Eine Kamera und ein Jet direkt im Griff

Dyson stellte die CameraJet-Zahnbürste am 1. September 2026 vor und zeigte sie am Stand auf der IFA Berlin, der Messe für Unterhaltungselektronik, die vom 4. bis zum 8. September in der deutschen Hauptstadt stattfindet. Im Griff sitzt eine 1-Millimeter-Makrokamera mit 100.000 Pixeln, die laut Dyson 28 Bilder pro Sekunde aufnimmt, während ein maschinelles Lernsystem namens Gap Optical Targeting nach den Zahnzwischenräumen sucht, in denen sich Zahnbelag zuerst bildet.

Erkennt das System eine Lücke, feuert ein kegelförmiger Jet binnen 100 Millisekunden gering schäumende Mundspülung hinein, ein Vorgang, den Dyson als automatische Zahnzwischenraumreinigung während des Putzens beschreibt.

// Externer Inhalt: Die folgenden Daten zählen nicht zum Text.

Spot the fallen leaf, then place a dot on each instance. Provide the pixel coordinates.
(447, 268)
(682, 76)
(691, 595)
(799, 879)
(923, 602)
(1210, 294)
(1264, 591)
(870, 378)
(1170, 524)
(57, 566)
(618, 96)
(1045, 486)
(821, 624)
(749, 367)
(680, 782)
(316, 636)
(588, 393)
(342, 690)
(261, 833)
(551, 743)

Die Zahnbürste bietet außerdem drei Putzintensitäten, erfasst den Verschleiß der Bürstenköpfe über einen RFID-Chip und verbindet sich über WLAN und Bluetooth mit der MyDyson-App, sodass Nutzer live Aufnahmen der eigenen Zähne und des Zahnfleischs ansehen können; laut Dyson werden die Bilder unmittelbar nach dem Ansehen aus der App gelöscht und nie gespeichert oder in die Cloud übertragen.

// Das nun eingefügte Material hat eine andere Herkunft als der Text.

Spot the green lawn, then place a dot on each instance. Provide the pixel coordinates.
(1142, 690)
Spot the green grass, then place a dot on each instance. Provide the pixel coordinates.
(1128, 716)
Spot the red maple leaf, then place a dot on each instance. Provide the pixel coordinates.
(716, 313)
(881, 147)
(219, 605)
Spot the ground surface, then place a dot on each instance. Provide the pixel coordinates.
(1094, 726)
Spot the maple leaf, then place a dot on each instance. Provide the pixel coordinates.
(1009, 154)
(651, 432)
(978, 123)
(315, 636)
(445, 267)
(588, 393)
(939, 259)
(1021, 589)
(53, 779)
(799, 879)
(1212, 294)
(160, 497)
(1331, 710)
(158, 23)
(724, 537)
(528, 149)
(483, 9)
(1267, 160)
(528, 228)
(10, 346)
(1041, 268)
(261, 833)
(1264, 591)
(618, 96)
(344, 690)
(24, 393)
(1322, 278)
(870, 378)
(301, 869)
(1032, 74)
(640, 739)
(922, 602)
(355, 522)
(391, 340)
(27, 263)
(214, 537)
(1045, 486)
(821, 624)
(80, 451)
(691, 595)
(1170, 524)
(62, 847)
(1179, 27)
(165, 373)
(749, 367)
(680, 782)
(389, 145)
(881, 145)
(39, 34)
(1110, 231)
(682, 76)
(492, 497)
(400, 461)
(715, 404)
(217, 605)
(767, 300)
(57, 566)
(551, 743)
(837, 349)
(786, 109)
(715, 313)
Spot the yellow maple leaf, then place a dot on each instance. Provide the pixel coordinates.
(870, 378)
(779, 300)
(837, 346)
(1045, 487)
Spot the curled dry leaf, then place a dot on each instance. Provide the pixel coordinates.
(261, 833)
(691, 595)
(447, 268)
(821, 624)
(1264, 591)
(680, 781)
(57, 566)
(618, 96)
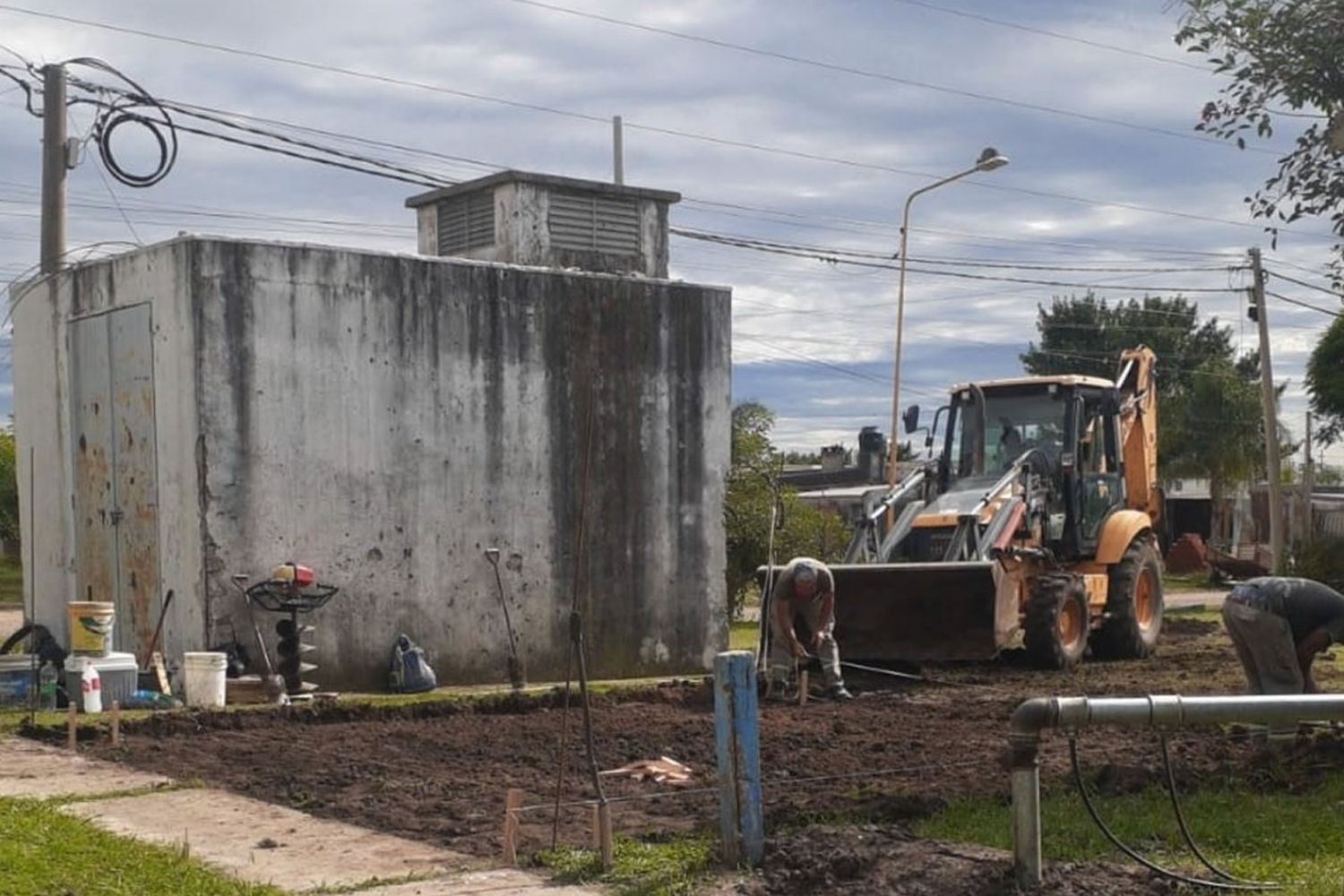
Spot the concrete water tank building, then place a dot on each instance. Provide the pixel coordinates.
(204, 408)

419,99 Pfund, 480 Euro, 499,99 Dollar: Der Preis in drei Märkten

Dyson setzt drei unterschiedliche Startpreise für das CameraJet-Set an: 419,99 Pfund in Großbritannien, bestätigt auf der eigenen UK-Website von Dyson; 480 Euro in Deutschland, gemeldet vom deutschen Technikportal Heise; und 499,99 Dollar in den USA, gelistet auf der eigenen US-Website von Dyson. Alle drei nationalen Preise umfassen dasselbe Paket: den CameraJet-Griff, zwei Bürstenköpfe, eine kombinierte Lade- und Nachfüllstation, ein Reiseetui sowie Starterpackungen der schaumfreien Zahnpasta und der gering schäumenden Mundspülung von Dyson.

MarktPreisWährung
Großbritannien419,99GBP
Deutschland480EUR
USA499,99USD

Keiner der drei Preise deckt einen langfristigen Vorrat an Verbrauchsmaterial ab; Dyson verkauft Ersatz-Zahnpasta, -Mundspülung und -Bürstenköpfe bereits im Abonnement, unter anderem in Deutschland, was laufende Kosten zusätzlich zum Startpreis mit sich bringt.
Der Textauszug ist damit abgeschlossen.